Proof by induction on $k$, the number of edges. Let $G$ be a graph with $n$ vertices.
Base case: for $k = 0$ the claim holds as we have $n$ isolated vertices and thus, $n – 0$ connected components.
Inductive Hypothesis: suppose the claim holds for all $j\geq0$. That is every graph with $n$ vertices and $j$ edges has at least $n – j$ connected components.
*Inductive Step: Suppose we now have $j + 1$ edges. We know that for $j$ edges the claim holds from the inductive hypothesis.

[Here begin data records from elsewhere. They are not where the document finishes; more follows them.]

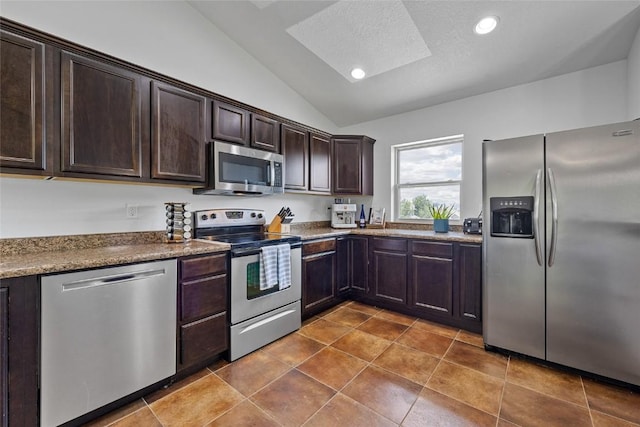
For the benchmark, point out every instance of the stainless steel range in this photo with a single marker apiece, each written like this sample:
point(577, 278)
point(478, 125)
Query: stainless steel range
point(260, 314)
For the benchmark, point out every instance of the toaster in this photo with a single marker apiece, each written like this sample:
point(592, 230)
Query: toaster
point(472, 226)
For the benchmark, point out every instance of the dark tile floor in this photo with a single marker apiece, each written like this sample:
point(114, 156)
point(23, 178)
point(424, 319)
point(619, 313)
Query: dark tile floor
point(357, 365)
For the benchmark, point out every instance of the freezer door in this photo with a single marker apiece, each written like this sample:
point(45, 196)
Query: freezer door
point(513, 290)
point(593, 281)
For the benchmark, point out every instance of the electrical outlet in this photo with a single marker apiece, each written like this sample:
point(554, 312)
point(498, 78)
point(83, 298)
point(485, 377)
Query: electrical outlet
point(131, 211)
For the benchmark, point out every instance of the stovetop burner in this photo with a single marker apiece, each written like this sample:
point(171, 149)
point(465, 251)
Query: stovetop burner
point(241, 228)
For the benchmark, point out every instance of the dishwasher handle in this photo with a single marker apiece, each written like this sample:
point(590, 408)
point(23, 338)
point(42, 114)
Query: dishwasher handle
point(111, 280)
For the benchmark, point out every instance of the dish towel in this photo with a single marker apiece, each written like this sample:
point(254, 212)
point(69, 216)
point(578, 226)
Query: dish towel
point(284, 265)
point(268, 267)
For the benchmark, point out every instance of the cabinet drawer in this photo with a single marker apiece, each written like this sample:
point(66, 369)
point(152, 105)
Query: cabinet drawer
point(204, 338)
point(203, 297)
point(386, 244)
point(203, 266)
point(436, 249)
point(318, 247)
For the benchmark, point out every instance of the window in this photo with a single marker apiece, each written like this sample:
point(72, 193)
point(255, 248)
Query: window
point(427, 172)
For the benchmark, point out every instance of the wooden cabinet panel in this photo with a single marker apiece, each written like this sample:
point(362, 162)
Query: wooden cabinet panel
point(359, 257)
point(389, 276)
point(177, 134)
point(318, 275)
point(203, 296)
point(295, 149)
point(22, 103)
point(319, 164)
point(470, 276)
point(432, 284)
point(230, 123)
point(265, 133)
point(203, 338)
point(319, 246)
point(22, 317)
point(352, 164)
point(101, 110)
point(435, 249)
point(4, 357)
point(201, 266)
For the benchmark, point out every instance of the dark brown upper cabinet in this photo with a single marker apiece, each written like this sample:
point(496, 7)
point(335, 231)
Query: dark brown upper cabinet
point(265, 133)
point(101, 114)
point(319, 164)
point(230, 123)
point(177, 134)
point(295, 149)
point(22, 105)
point(353, 165)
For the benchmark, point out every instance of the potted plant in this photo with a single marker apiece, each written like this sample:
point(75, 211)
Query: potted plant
point(441, 214)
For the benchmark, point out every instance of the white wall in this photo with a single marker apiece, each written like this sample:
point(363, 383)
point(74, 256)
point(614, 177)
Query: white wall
point(585, 98)
point(633, 76)
point(174, 39)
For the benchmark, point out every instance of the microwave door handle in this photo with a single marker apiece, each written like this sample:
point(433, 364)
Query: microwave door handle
point(536, 213)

If we add an edge to the graph from the inductive hypothesis then we have the following cases:
1)We connect two components thus decreasing the number of connected components by $1$. Then the number of connected components is $n – j – 1 = n – (j +1)$.
2)We add an edge within a connected component, hence creating a cycle and leaving the number of connected components as $ n – j \geq n – j – 1 = n – (j+1)$.*
In either case the claim holds, therefore by the principle of induction the claim is true for all graphs.
Best Answer
I don't know what a "build-up" error is, but there is a minor, technical issue with your proof:
When proving the induction step, you should be starting from an arbitrary graph with $n$ vertices and $j + 1$ edges, and conclude from there. You do start with such a graph, but then fail to use it. Instead, you say
To which graph are you adding an edge here, and what does it have to do with the graph with $j + 1$ edges? What you are doing is "building up" (is this a "build-up" error?) all the graphs you can from the inductive step, but failing to account for the possible graphs that cannot be built in this way!
Of course, every graph of $j + 1$ edges can be built up from a graph with $j$ edges: simply remove one edge. This is how you should be arguing. Start with a graph $G$ of $j + 1$ vertices, fix one edge $e$, and consider the graph $G'$ with $e$ removed. Then $G'$ has at least $n - j$ connected components. Adding $e$ back in to form $G$, by the arguments supplied, will remove at most one connected component, giving you at least $n - j - 1$ connected components.
(P.S. I don't want to contradict bounceback's comment; I too would award full marks, because your proof is almost 100% correct and would be doing better than 98% of my other students' efforts!)